Please invest your money, not only in entertainment, but in businesses such as grocery stores, gas stations, convenience stores, and more restaurants that can yield you everyday income and in the same vein provide employment to regular people. The high unemployment rate in the African American communities nationwide can be drastically reduced if you start doing so.
For example, at the peak of the emotional reaction to the police shootings of Alton Sterling and Philando Castile, there were calls to boycott white-owned businesses. So a friend asked me, “If I should heed this call, where can I find a black-owned grocery store to do my grocery? If I should pull my money out of Bank of America, is there a known black-owned bank that I can bank with? Which gas station is owned by a black businessman? And her questions were endless, touching on places where the common man frequents daily to shop for their basic everyday needs. A for us by us kind of business. But I did not have an answer to any of her questions.

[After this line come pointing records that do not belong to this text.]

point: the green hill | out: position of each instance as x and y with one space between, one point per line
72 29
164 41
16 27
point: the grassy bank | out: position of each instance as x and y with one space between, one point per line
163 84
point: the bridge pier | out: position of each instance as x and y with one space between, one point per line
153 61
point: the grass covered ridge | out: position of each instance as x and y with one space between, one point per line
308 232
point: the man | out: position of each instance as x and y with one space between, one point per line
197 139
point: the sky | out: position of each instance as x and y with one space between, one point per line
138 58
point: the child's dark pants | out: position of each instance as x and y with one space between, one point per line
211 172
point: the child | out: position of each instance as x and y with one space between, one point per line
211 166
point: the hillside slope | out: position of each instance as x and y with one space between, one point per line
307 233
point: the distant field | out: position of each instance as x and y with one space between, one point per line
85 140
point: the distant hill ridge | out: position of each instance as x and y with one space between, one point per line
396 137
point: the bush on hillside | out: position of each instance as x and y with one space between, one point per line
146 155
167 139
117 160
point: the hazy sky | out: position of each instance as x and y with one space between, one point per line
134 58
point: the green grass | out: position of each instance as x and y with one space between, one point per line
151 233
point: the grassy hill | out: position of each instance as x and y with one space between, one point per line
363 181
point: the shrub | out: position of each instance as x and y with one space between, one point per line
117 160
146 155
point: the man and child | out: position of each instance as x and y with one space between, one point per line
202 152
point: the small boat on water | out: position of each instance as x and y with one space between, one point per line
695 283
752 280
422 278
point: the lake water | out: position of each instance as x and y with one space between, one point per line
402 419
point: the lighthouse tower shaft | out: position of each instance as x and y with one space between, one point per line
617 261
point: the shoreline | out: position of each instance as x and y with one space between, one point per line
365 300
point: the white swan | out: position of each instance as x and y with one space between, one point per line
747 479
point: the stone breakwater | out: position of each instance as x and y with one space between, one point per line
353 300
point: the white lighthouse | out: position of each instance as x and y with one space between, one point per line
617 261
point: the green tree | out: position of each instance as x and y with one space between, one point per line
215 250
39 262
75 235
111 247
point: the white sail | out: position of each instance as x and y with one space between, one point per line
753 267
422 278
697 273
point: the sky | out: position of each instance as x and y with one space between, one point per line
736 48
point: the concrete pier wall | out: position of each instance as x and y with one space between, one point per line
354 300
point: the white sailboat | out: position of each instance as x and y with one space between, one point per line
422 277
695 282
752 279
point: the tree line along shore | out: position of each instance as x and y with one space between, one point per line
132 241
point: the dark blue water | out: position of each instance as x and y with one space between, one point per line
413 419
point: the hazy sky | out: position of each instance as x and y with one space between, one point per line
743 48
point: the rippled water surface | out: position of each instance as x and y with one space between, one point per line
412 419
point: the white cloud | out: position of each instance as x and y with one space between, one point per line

Last week Tuesday, I was listening to the Breakfast Club, the morning show on radio, and not the restaurant. And Charlamagne Tha God held a segment asking these same questions. And the premise of these questions have nothing to do with the “boycott white business” calls, but have everything to do with a call on wealthy African Americans to come to terms with the fact that they can actually help their communities attain economic empowerment and help also reduce the high rates of unemployment in the African American communities all over America. By investing in certain businesses in these communities that guarantees returns on their investment as well as create jobs for the locals. Especially folks who the American justice system have made unemployable because of criminal records that mostly arose from trumped up charges.
I live in Houston and we have Walmart, H.E.B, Randall’s and Kroger. Those are the major grocery stores. And we also have Food Town and Fiesta. When you walk into any Food Town or Fiesta in Houston, you will readily notice that their workforce are mostly minorities. A blend of all minorities. But they are not black-owned. We do not have a black-owned gas station. We do not have a black-owned bank. You can rarely notice a black-owned convenience store. And typically black-owned restaurants are few. We have the Breakfast Klub, though. The restaurant. In a city where we have a multi-millionaire African American businessman in the person of James Prince. His Rap-a-Lot Records is not doing well either in terms of employment. I’ve visited the business complex at 2141 W. Governors Circle couple of times and it looks like an abandoned factory to me. With no sign of life.
People, we can do better for our folks.
When you invest in these kind of businesses where people shop for their everyday basic needs, you are not just doing the community(ies) where you sited your business(es) the favor of creating jobs for the locals, you are also doing yourself the favor of investing in a business that yield daily returns because people will always walk in for gas, for a pack of cigarette, for grocery, for tooth paste, or just for a gum in order to have an opportunity to chat with your female cashier.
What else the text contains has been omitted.